Luiz Carlos Susin*
Ela chegou deslizando pelas águas, acompanhando os migrantes dos Açores e de Portugal, povos do mar. E aqui, diferente de Rio Grande, Florianópolis, da Bahia ou do Recife, ancorou em porto de águas doces. É sempre a mesma, mas com o jeito do povo do lugar. Nos Alpes é Nossa Senhora “dos Cimos”, das alturas. No sul da França é Nossa Senhora da Oliveira, como em Portugal, com os pastores de Fátima falando o português das crianças, é da “azinheira”. Em Guadalupe é a mãe do povo mexicano, tem cor mestiça e roupa índia. Se é verdade que Deus está lá nas alturas, sem imagem e sem nome, a mãe de Jesus continua trazendo Deus para bem perto.

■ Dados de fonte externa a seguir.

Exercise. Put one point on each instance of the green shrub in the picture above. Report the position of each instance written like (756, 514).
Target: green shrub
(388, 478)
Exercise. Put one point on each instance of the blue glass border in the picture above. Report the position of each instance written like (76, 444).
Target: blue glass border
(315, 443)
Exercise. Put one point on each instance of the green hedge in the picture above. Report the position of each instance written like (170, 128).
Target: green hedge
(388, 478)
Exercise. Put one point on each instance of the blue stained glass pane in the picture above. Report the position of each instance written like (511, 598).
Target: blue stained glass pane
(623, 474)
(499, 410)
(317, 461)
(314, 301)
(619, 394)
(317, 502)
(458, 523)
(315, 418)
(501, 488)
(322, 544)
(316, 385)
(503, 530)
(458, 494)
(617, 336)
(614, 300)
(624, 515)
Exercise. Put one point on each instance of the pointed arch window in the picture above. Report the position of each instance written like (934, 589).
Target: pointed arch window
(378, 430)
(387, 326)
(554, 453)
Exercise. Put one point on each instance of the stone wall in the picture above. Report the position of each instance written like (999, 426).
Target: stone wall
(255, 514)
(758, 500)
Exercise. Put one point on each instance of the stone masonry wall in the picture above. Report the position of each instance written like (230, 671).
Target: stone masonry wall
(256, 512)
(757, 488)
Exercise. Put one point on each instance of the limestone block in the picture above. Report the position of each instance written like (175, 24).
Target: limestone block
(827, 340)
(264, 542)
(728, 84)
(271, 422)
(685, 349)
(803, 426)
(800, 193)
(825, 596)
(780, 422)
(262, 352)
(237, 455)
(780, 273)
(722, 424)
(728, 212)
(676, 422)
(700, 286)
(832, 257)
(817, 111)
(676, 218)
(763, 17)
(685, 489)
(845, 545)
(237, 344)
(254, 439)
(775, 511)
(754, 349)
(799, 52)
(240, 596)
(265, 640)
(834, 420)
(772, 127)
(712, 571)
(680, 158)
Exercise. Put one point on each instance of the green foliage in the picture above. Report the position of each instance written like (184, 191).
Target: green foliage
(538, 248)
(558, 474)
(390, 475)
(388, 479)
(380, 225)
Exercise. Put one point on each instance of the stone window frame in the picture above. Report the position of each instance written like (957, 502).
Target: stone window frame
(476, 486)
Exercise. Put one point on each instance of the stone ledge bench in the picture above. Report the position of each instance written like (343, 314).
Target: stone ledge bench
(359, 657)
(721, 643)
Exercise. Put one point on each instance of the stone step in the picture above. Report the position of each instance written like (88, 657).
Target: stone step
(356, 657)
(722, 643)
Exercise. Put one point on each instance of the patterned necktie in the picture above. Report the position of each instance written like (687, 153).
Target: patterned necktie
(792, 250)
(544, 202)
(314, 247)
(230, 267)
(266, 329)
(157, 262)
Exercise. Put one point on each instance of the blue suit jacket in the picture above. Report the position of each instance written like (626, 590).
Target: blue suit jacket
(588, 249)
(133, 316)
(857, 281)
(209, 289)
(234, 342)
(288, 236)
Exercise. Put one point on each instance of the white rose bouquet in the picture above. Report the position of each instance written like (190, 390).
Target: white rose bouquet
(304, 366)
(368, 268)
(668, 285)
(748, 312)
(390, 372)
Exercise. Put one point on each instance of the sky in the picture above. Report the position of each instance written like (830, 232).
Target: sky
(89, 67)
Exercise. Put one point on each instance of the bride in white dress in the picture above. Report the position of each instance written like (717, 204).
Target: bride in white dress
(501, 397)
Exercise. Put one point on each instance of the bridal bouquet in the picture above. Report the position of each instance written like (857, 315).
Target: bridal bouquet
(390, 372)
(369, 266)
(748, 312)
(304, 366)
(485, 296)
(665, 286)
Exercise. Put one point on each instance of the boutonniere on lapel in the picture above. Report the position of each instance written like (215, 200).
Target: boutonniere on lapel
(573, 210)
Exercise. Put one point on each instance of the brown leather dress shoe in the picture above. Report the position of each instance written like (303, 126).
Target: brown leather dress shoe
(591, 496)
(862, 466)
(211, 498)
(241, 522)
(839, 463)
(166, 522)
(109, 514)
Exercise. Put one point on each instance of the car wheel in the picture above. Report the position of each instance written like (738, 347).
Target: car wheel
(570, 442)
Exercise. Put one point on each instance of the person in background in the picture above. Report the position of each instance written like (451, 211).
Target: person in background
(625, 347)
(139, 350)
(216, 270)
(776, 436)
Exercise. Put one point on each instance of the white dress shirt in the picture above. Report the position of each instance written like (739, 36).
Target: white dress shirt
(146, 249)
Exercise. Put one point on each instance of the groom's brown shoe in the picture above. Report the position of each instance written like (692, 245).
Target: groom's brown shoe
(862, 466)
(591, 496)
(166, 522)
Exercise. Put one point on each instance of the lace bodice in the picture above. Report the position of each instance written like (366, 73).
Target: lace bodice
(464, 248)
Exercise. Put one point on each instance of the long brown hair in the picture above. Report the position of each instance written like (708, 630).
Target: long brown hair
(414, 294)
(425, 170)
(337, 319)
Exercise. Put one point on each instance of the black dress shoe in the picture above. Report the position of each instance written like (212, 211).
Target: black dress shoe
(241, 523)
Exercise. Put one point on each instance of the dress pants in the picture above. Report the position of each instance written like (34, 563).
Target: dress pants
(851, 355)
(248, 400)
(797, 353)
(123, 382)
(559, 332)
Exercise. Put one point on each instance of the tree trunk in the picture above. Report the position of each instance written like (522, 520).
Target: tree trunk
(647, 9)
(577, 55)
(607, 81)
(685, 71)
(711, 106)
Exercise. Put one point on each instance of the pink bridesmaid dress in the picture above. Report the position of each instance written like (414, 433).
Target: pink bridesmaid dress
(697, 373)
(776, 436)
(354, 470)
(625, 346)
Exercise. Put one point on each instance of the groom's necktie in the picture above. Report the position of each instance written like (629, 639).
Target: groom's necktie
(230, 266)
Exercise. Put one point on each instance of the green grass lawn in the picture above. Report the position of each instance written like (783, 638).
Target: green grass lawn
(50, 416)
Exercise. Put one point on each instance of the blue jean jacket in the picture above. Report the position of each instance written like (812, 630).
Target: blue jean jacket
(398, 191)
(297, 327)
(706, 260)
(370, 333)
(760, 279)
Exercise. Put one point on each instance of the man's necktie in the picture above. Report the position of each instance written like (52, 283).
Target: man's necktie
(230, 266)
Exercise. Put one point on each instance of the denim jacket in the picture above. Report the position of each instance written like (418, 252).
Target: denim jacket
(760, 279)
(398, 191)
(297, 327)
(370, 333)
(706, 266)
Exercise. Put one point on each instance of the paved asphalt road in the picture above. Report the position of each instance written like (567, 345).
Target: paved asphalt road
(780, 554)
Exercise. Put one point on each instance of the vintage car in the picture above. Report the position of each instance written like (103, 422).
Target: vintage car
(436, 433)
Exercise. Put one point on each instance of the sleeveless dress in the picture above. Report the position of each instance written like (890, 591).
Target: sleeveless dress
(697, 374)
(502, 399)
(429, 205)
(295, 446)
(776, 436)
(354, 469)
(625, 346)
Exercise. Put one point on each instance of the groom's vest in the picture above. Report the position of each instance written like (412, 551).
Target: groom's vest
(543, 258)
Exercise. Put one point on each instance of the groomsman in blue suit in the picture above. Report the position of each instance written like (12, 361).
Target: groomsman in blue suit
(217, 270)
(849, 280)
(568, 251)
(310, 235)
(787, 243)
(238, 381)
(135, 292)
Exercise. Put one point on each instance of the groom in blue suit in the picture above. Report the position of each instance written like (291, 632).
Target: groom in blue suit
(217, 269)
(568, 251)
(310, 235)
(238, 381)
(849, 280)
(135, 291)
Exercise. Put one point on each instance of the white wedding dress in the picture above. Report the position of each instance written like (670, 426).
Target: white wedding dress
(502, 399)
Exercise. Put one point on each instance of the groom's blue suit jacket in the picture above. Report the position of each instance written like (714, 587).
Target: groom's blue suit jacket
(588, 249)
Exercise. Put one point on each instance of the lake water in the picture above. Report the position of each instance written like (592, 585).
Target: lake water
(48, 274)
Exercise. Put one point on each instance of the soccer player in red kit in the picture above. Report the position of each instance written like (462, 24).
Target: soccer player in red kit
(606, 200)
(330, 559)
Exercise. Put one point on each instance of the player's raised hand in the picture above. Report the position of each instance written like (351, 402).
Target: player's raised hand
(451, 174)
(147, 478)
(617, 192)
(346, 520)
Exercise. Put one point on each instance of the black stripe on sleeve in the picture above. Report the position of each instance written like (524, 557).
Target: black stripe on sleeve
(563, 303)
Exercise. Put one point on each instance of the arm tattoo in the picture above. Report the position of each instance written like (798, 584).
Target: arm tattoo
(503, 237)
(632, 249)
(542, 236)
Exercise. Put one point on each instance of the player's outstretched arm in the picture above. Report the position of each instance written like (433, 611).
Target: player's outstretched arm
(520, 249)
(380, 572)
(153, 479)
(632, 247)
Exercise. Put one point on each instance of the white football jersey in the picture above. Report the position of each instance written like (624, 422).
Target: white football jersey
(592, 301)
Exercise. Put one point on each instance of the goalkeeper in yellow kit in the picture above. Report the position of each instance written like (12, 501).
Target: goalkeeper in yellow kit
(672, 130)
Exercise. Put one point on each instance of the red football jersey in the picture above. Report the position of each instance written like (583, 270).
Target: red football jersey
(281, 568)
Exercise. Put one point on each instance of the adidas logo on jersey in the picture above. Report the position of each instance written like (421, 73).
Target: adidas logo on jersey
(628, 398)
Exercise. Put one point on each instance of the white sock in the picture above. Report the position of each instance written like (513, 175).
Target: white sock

Em Porto Alegre, tornou-se logo a mãe dos negros, dos escravos da cidade, que viram nela, como o Negrinho do Pastoreio na versão de Simões Lopes, a “madrinha dos que não a têm”. A festa de Nossa Senhora dos Navegantes é realmente a festa do povo de Porto Alegre. Seu olhar para a cidade se encontra no entroncamento de muitos caminhos que aqui aportam: os rios que chegam do Norte, do Oeste e do Leste, a cabeceira do aeroporto, em que os aviões permitem sempre uma saudação para quem está sentado junto à janela, do lado direito, a autoestrada que junto dela começa e termina, a ponte, que passa contornando sua igreja, o trem metropolitano que só não tem uma estação junto dela por descuido eclesiástico – enfim, todos os caminhos de Porto Alegre passam sob o seu olhar.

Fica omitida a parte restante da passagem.